Nature Communications ( IF 14.7 ) Pub Date : 2024-09-09 , DOI: 10.1038/s41467-024-51970-x Shams Mehdi 1 , Pratyush Tiwary 2, 3
In recent years, predictive machine learning models have gained prominence across various scientific domains. However, their black-box nature necessitates establishing trust in them before accepting their predictions as accurate. One promising strategy involves employing explanation techniques that elucidate the rationale behind a model’s predictions in a way that humans can understand.

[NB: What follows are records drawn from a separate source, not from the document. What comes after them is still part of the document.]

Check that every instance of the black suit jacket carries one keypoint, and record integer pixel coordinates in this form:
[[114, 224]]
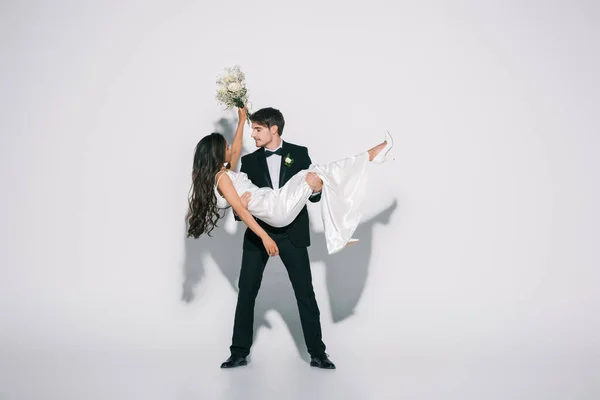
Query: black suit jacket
[[255, 166]]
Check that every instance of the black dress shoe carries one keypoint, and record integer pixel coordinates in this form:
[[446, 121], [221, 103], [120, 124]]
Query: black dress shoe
[[322, 361], [234, 361]]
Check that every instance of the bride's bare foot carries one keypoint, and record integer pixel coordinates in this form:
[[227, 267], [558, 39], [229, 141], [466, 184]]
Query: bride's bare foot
[[376, 150], [378, 154]]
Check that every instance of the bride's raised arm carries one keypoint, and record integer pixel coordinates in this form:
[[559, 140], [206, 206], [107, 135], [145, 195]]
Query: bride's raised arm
[[236, 145]]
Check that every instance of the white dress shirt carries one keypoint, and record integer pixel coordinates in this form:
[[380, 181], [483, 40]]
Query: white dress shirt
[[274, 165]]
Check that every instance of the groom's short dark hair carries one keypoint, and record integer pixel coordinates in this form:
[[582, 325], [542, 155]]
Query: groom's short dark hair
[[269, 117]]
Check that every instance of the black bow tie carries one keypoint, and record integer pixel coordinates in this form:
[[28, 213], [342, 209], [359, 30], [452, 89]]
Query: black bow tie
[[269, 153]]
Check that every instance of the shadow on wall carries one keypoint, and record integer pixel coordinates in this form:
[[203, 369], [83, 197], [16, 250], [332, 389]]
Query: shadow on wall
[[346, 272]]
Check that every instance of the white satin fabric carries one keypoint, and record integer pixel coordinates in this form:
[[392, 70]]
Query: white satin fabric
[[344, 188]]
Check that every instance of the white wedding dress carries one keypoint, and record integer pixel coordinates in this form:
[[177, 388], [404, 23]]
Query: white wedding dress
[[344, 188]]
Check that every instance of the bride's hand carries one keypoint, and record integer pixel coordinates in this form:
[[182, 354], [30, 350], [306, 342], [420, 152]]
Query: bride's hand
[[245, 198], [270, 246], [242, 113]]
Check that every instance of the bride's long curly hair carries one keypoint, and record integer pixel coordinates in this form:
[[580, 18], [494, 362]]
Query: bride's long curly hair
[[209, 158]]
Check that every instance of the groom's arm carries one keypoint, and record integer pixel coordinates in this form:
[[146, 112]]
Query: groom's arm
[[315, 197], [244, 169]]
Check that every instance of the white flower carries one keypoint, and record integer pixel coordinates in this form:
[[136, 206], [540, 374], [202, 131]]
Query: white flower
[[234, 87]]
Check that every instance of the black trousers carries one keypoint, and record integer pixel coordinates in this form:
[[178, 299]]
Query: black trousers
[[297, 263]]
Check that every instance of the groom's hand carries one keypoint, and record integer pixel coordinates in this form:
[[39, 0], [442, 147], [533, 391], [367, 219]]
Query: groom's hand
[[315, 183]]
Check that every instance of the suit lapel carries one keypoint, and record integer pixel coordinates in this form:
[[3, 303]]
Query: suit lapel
[[283, 170], [262, 165]]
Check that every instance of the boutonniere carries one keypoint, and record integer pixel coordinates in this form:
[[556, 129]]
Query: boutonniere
[[288, 160]]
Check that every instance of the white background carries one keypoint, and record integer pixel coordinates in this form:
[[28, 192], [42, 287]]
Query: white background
[[477, 274]]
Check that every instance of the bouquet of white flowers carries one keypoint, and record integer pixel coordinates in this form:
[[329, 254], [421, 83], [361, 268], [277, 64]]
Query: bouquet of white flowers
[[231, 89]]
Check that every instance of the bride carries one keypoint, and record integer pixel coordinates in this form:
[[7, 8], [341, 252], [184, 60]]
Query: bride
[[216, 186]]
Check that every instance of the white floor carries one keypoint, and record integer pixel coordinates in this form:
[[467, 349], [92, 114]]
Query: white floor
[[405, 373]]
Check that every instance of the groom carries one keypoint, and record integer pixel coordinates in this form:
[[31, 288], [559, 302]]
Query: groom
[[272, 165]]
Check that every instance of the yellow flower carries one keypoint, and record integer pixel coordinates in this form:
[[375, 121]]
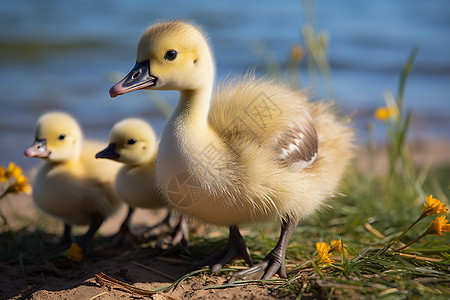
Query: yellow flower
[[75, 252], [323, 254], [14, 170], [439, 226], [384, 113], [3, 176], [297, 52], [337, 246], [433, 206]]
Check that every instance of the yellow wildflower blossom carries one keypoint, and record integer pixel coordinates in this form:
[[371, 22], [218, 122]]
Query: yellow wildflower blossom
[[337, 246], [13, 170], [384, 113], [3, 176], [323, 254], [297, 52], [75, 252], [439, 226], [433, 206]]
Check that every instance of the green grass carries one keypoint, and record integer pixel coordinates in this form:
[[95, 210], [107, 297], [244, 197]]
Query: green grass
[[375, 209]]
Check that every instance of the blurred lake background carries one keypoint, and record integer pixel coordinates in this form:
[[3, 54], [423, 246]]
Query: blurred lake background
[[57, 54]]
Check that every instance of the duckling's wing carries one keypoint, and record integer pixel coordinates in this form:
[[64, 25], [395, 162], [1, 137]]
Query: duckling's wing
[[268, 115], [297, 146]]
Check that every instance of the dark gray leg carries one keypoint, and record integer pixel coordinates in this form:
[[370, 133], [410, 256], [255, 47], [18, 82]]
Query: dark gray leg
[[274, 261], [181, 233], [235, 247], [124, 237]]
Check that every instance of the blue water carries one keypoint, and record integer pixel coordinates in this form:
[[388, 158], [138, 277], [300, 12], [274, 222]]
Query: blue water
[[56, 54]]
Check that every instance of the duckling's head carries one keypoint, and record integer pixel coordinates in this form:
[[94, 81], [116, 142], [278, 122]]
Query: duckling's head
[[170, 56], [57, 138], [132, 141]]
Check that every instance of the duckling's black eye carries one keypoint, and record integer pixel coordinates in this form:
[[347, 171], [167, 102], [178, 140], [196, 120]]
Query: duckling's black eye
[[170, 55]]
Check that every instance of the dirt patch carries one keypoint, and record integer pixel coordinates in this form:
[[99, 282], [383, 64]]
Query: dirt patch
[[60, 278]]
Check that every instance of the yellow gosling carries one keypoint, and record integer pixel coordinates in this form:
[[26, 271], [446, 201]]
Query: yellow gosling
[[72, 185], [252, 151], [133, 142]]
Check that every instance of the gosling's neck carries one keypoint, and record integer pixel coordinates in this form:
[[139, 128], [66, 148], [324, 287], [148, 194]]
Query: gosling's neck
[[193, 107]]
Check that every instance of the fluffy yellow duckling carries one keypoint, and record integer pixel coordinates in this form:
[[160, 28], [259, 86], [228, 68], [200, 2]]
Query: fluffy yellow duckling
[[253, 151], [72, 185], [133, 142]]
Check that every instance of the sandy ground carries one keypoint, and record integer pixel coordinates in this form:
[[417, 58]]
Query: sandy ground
[[63, 279]]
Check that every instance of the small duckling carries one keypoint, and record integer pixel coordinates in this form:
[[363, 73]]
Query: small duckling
[[133, 142], [254, 151], [72, 185]]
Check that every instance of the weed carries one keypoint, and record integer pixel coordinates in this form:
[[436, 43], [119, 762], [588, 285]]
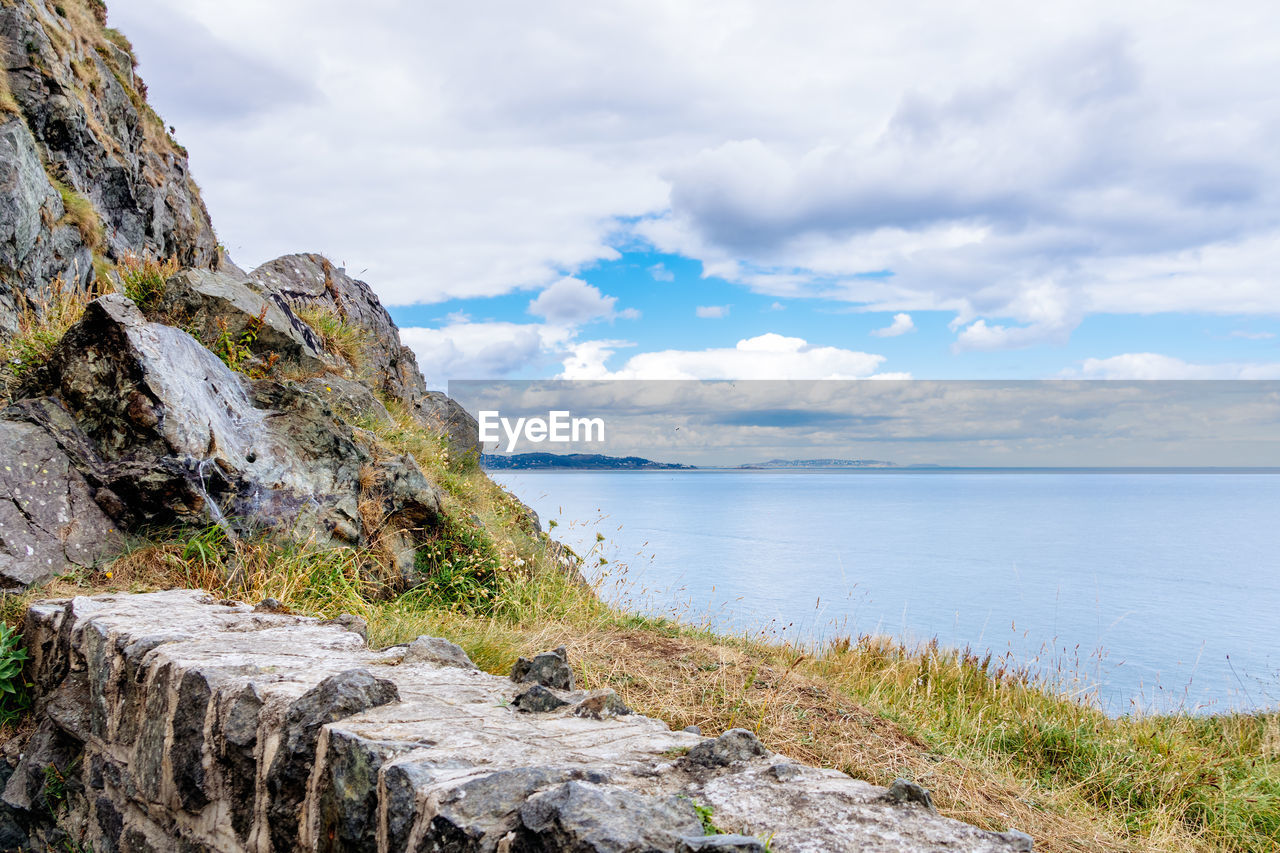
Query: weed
[[81, 213], [42, 320], [142, 278], [237, 350], [339, 337]]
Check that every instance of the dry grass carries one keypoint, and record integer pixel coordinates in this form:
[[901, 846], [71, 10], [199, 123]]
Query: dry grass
[[341, 338], [995, 747], [42, 320]]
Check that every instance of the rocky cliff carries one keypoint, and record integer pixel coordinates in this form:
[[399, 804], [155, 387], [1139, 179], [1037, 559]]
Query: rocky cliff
[[150, 384], [190, 391], [87, 169]]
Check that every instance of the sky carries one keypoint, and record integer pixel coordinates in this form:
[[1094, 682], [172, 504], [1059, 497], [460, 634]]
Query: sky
[[951, 423], [964, 190]]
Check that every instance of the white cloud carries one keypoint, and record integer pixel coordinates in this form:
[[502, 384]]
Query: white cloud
[[465, 350], [659, 273], [1151, 365], [1252, 336], [768, 356], [1018, 164], [901, 324], [571, 301]]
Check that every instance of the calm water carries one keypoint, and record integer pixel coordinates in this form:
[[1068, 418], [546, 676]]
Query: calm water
[[1161, 588]]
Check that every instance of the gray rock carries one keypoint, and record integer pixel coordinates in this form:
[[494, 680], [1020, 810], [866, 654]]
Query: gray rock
[[549, 669], [350, 623], [583, 816], [447, 416], [312, 281], [538, 699], [334, 698], [164, 432], [96, 142], [278, 725], [437, 649], [36, 245], [732, 747], [208, 301], [721, 844], [49, 523], [785, 771], [903, 790], [478, 813], [602, 705]]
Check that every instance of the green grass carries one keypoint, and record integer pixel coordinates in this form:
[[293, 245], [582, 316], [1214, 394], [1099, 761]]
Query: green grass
[[995, 746], [81, 213]]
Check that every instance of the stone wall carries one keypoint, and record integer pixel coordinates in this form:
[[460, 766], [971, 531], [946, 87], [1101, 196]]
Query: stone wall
[[169, 721]]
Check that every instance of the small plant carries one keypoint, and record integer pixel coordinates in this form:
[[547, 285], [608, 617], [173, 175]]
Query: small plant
[[142, 279], [80, 211], [338, 336], [705, 813], [42, 320], [460, 568], [12, 657], [237, 350]]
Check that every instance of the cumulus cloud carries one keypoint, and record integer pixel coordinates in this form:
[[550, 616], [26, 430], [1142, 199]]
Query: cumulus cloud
[[571, 301], [767, 356], [466, 350], [659, 273], [1112, 158], [1151, 365], [901, 324]]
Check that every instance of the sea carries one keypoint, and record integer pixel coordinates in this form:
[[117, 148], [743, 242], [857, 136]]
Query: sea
[[1139, 591]]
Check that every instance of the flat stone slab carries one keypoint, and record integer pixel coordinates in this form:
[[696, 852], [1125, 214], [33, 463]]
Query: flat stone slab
[[228, 729]]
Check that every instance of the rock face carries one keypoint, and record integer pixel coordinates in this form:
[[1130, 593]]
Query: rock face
[[314, 282], [178, 723], [165, 432], [86, 168], [48, 518]]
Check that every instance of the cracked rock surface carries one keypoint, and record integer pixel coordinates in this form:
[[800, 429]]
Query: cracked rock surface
[[49, 523], [187, 724]]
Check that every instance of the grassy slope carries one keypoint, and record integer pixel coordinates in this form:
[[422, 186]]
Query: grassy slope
[[995, 751], [995, 748]]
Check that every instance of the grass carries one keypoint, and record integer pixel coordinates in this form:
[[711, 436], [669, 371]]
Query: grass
[[142, 278], [81, 213], [339, 337], [995, 747], [42, 320]]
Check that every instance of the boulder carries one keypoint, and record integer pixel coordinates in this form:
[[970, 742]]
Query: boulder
[[49, 523], [447, 416], [583, 816], [208, 301], [163, 430], [549, 669], [101, 144], [732, 747], [312, 282], [439, 651]]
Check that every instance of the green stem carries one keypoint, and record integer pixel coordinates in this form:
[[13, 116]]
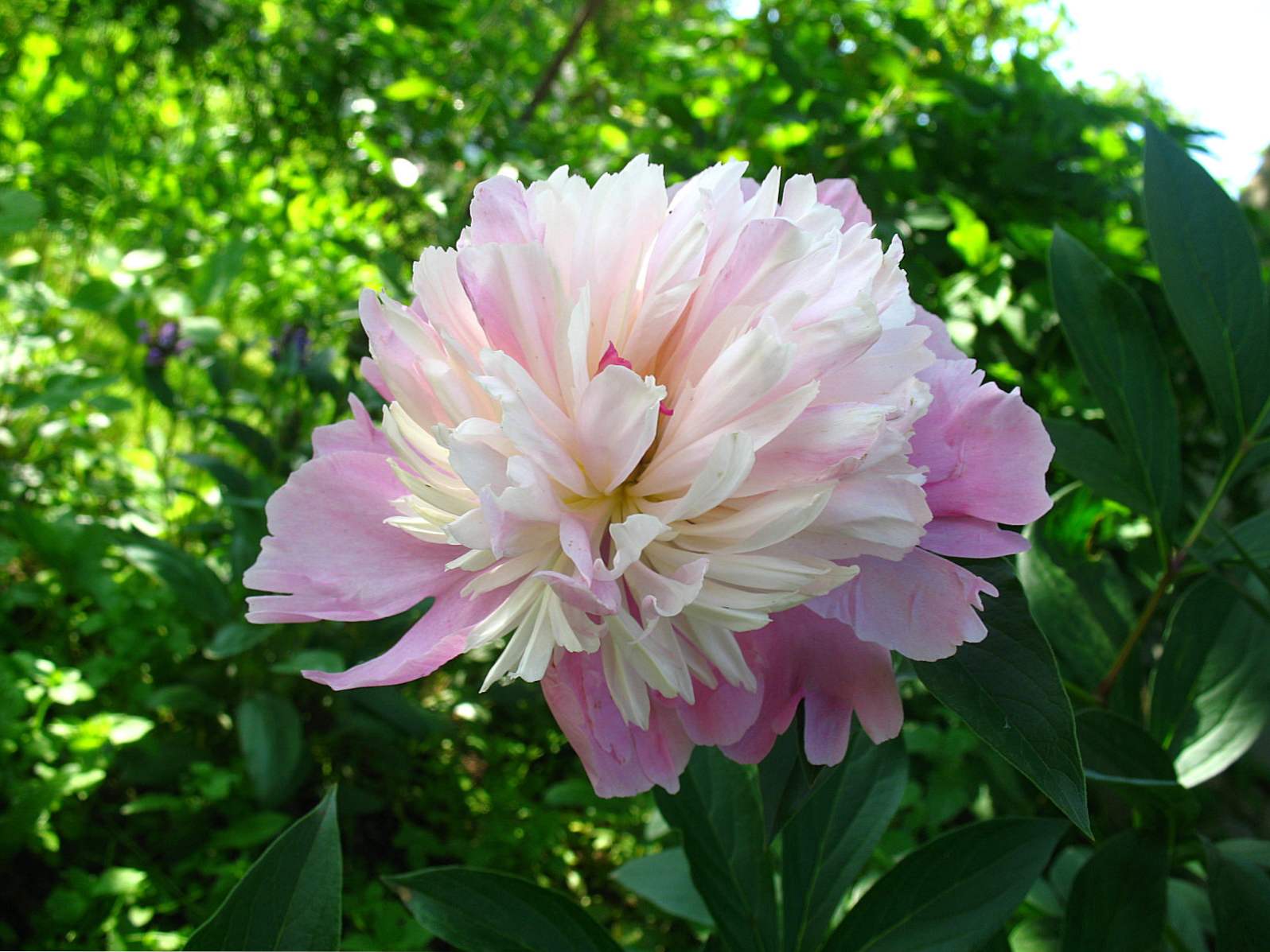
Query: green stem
[[1178, 559]]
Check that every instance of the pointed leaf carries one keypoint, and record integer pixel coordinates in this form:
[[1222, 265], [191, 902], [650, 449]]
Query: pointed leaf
[[828, 841], [481, 911], [1212, 277], [1241, 901], [1118, 898], [1080, 604], [784, 779], [290, 899], [1116, 752], [720, 818], [1210, 696], [952, 892], [272, 741], [664, 880], [1009, 691], [1095, 461], [1119, 352]]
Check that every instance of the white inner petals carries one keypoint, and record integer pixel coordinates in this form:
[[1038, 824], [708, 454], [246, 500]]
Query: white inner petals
[[776, 340]]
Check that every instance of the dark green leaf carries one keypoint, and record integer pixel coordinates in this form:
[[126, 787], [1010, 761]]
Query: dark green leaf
[[1118, 752], [290, 899], [1076, 603], [197, 587], [1241, 901], [1118, 899], [272, 743], [1119, 352], [255, 442], [1250, 851], [1189, 914], [1210, 268], [720, 818], [828, 841], [1095, 461], [664, 880], [952, 892], [19, 211], [784, 779], [236, 637], [1252, 536], [1210, 696], [481, 911], [1009, 691]]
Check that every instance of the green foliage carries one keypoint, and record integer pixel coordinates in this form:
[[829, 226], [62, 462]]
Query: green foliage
[[954, 892], [829, 839], [1009, 691], [492, 911], [1118, 896], [291, 895], [1208, 264], [720, 817], [242, 170]]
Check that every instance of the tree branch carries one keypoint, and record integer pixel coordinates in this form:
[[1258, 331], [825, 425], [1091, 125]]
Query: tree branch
[[564, 52]]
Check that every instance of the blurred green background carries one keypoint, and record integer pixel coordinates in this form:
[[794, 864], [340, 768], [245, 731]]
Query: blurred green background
[[192, 196]]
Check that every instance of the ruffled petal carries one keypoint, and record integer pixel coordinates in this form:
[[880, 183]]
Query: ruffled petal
[[620, 758], [967, 537], [801, 656], [845, 196], [358, 434], [501, 212], [329, 551], [922, 606], [986, 449], [440, 636]]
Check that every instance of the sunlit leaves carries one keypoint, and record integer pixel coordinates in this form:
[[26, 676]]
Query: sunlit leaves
[[952, 894], [1210, 268], [19, 211], [1119, 352]]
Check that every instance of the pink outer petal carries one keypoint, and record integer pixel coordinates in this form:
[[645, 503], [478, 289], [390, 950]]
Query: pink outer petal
[[922, 606], [967, 537], [940, 342], [801, 656], [843, 196], [375, 377], [501, 212], [620, 760], [358, 434], [987, 451], [434, 640], [329, 551], [719, 716]]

However, assessing the degree of human interpretability of these explanations is a nontrivial challenge. In this work, we introduce interpretation entropy as a universal solution for evaluating the human interpretability of any linear model. Using this concept and drawing inspiration from classical thermodynamics, we present Thermodynamics-inspired Explainable Representations of AI and other black-box Paradigms, a method for generating optimally human-interpretable explanations in a model-agnostic manner. We demonstrate the wide-ranging applicability of this method by explaining predictions from various black-box model architectures across diverse domains, including molecular simulations, text, and image classification.
中文翻译:
受热力学启发的人工智能解释
近年来,预测机器学习模型在各个科学领域都得到了重视。然而,它们的黑匣子性质使得在接受它们的预测准确之前必须先建立对它们的信任。一种有前途的策略涉及采用解释技术,以人类可以理解的方式阐明模型预测背后的基本原理。然而,评估这些解释的人类可解释程度是一个不小的挑战。在这项工作中,我们引入解释熵作为评估任何线性模型的人类可解释性的通用解决方案。利用这一概念并从经典热力学中汲取灵感,我们提出了受热力学启发的人工智能和其他黑盒范式的可解释表示,这是一种以与模型无关的方式生成最佳的人类可解释解释的方法。我们通过解释跨不同领域(包括分子模拟、文本和图像分类)的各种黑盒模型架构的预测来证明该方法的广泛适用性。